Prof. Baars: Voorbereiding op dood niet uitstellen
GOUDA – Tijdens het leven en niet pas op het einde van zijn leven moet een christen zich voorbereiden op de dood. Dat was volgens prof. A. Baars het eigene van de Reformatie ten opzichte van de middeleeuwen. De Stichting Studie Nadere Reformatie (SSNR) belichtte zaterdag in Gouda het thema ”Welleven en welsterven”
Prof. Baars, hoogleraar aan de Theologische Universiteit van de Christelijke Gereformeerde Kerken in Apeldoorn, stelde dat de Reformatie afstand nam van de middeleeuwse praktijken om de stervenden vooral te confronteren met de dreigingen van de dood, het laatste oordeel en de hel. „Uiteraard betekent dat niet dat zij het lot van ongelovigen en onbekeerden bagatelliseerden. Niettemin zochten zij stervenden zo veel mogelijk te troosten met de gegronde troost van het Evangelie.”
De concentratie op het sterfbed die in de middeleeuwen dominant was, treedt in de tijd van de Reformatie enigszins terug. „Om zalig te sterven is het volgens de reformatoren allereerst nodig om zalig te leven; anders gezegd: om te leven uit het geloof en in de hoop en door de liefde.”

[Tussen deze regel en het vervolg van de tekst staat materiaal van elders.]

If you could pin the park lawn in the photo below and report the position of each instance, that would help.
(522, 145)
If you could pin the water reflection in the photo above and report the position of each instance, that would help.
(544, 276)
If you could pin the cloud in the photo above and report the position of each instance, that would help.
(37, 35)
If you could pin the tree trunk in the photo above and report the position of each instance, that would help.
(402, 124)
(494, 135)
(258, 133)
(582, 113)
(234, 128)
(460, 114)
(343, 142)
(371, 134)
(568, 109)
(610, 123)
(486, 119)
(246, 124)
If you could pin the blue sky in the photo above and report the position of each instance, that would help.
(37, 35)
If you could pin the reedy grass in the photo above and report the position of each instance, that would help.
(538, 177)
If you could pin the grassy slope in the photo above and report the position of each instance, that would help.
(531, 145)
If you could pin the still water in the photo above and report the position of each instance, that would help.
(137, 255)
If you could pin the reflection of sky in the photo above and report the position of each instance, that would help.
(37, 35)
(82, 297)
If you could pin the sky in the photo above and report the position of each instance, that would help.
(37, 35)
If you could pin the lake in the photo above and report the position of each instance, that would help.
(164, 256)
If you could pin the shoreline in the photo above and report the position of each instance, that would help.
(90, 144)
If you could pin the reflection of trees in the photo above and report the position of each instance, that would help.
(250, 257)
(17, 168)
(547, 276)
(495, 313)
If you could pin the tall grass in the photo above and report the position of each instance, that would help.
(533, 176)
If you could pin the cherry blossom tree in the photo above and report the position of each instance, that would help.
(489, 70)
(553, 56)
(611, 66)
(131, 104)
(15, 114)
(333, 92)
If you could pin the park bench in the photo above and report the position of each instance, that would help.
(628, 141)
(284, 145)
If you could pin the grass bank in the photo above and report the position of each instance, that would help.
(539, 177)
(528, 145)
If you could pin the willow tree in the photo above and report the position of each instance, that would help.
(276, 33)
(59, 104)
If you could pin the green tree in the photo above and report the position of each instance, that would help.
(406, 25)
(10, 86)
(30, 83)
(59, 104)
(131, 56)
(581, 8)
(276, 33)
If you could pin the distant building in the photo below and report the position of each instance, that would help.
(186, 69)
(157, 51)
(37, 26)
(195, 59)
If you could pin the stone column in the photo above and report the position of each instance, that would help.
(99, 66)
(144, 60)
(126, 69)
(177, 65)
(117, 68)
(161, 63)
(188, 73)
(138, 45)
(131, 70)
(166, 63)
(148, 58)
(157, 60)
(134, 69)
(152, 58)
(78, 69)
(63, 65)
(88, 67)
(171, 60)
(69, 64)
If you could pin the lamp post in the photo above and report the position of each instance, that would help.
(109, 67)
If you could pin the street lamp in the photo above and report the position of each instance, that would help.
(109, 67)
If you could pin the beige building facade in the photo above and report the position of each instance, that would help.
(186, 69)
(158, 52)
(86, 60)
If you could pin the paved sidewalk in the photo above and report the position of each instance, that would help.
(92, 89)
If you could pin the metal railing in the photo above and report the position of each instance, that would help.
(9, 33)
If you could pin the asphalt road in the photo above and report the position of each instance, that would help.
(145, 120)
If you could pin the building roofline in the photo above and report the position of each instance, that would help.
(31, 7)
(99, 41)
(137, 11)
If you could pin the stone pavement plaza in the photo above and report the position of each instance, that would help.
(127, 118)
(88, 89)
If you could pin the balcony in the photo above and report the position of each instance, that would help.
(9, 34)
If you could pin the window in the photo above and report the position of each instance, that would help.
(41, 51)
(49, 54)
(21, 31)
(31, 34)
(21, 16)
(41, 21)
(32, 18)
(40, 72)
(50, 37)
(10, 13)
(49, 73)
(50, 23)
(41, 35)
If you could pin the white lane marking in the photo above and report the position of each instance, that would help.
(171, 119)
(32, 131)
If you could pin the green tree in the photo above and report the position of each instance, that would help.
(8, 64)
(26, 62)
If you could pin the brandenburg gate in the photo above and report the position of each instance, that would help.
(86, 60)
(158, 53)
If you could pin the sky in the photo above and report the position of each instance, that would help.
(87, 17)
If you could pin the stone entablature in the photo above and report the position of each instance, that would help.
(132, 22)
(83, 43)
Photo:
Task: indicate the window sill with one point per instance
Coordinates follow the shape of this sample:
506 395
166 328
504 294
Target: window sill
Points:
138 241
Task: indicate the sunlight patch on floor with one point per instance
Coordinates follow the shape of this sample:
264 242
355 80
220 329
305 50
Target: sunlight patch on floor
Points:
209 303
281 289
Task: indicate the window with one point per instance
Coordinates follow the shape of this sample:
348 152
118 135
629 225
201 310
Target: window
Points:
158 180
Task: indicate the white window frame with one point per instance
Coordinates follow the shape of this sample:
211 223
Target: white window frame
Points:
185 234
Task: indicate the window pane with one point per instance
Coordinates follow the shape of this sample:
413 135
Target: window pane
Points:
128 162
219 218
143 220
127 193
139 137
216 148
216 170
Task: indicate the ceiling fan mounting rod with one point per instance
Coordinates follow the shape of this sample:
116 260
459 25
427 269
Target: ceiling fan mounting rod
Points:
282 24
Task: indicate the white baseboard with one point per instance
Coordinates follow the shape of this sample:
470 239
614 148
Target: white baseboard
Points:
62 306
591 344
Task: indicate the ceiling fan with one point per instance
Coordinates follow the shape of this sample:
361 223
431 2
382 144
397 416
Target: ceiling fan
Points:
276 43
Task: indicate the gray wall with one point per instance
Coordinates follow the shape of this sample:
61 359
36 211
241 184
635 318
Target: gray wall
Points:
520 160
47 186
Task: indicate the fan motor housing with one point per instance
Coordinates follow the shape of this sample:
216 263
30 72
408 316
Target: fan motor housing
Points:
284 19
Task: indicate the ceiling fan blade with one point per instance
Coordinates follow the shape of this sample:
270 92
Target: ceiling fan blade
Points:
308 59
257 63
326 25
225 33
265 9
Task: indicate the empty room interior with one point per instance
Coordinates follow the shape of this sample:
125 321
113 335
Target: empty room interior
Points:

Volgens Voetius dient de pastor vragen te stellen aan de stervende. „Deze vragen zijn heel persoonlijk. Zij gaan allereerst over de verhouding van de stervende tot de Heere, maar ook over zijn leven in gezin en samenleving. In dat alles komt ook aan de orde hoe de stervende is omgegaan met het Woord van God.”
Prof. dr. J. Hoek, hoogleraar in Kampen en Leuven, ging onder meer in op de bijdrage van Friedrich Adolph Lampe (1683-1729). Waar velen door ziekte uit het leven worden weggenomen, onderstreept Lampe dat men uiterst voorzichtig moet zijn met het oordeel over iemands eeuwig lot, en dat zowel ten positieve als ten negatieve.
Prediking en pastoraat schieten fundamenteel tekort wanneer daarin het mensenleven niet in het perspectief van de eeuwigheid wordt gezien, zo stelde dr. Hoek. Juist vanwege haar tegendraadse karakter is de klassiek gereformeerde stervenskunst uiterst actueel in een tijd waarin alle aandacht zich richt op het leven hier en nu.
Prof. dr. M. J. van Lieburg, hoogleraar medische geschiedenis in Rotterdam, belichtte de medische kant van het proces van sterven en ontbinding en interpreteerde in dat kader uitspraken van oudvaders. Het leven is biologisch gezien onlosmakelijk verbonden met de dood, zo stelde hij tijdens de discussie. In het paradijs was mogelijk de dood ook aanwezig, maar had hij niet het effect van de sterfelijkheid zoals die na de zondeval is gekomen. „Adam zou langzaamaan tot hoger heerlijkheid opgeklommen zijn, niet eindeloos geleefd hebben. Na de zondeval krijgt de dood een andere betekenis.”